After RFK Assassination, Rafer Johnson Sees Hope Reborn

Rafer Johnson, Olympic superstar and among the greatest supporters of the first Special Olympics Games in 1968

For years after meeting Robert Kennedy, Rafer Johnson was on call to him, traveling with him, visiting him and his family, joining his mission to change the politics of the nation. And then, just five weeks before the first Special Olympics, Rafer was with Bobby Kennedy when he lost his life in Los Angeles. Along with NFL great Roosevelt Grier, Johnson held on to the gun that killed my uncle until the police came to take it.

The experience devastated him. “I got lost. I went home and built a seven-foot-high wall around my house. I didn’t come out. I couldn’t come out. I didn’t have anything to live for.”
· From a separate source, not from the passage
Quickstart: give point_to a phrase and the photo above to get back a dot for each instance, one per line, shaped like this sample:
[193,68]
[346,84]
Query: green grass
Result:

But he did answer the phone one day to hear an invitation…”Would you come to Chicago?” my mother asked. Amazingly, despite the horrific situation surrounding her brother’s death, she had decided to proceed with the games.

What Rafer saw at those first Games caught his attention—and changed everything.

“Everywhere you turned, you saw an experience no one had ever seen before. No one had seen these people. No one had ever seen their exhilaration. It was so simple, but it was so amazing.”

In his words, “I looked at the athletes, and I knew what it was like for them. I knew how it felt when someone slapped me on the back for the first time. The athletes had these smiles that I will never be able to describe. And when I went to congratulate them, I got a bear hug instead of a handshake.”

“Something came from inside me. I just wanted to say over and over again: thank you.”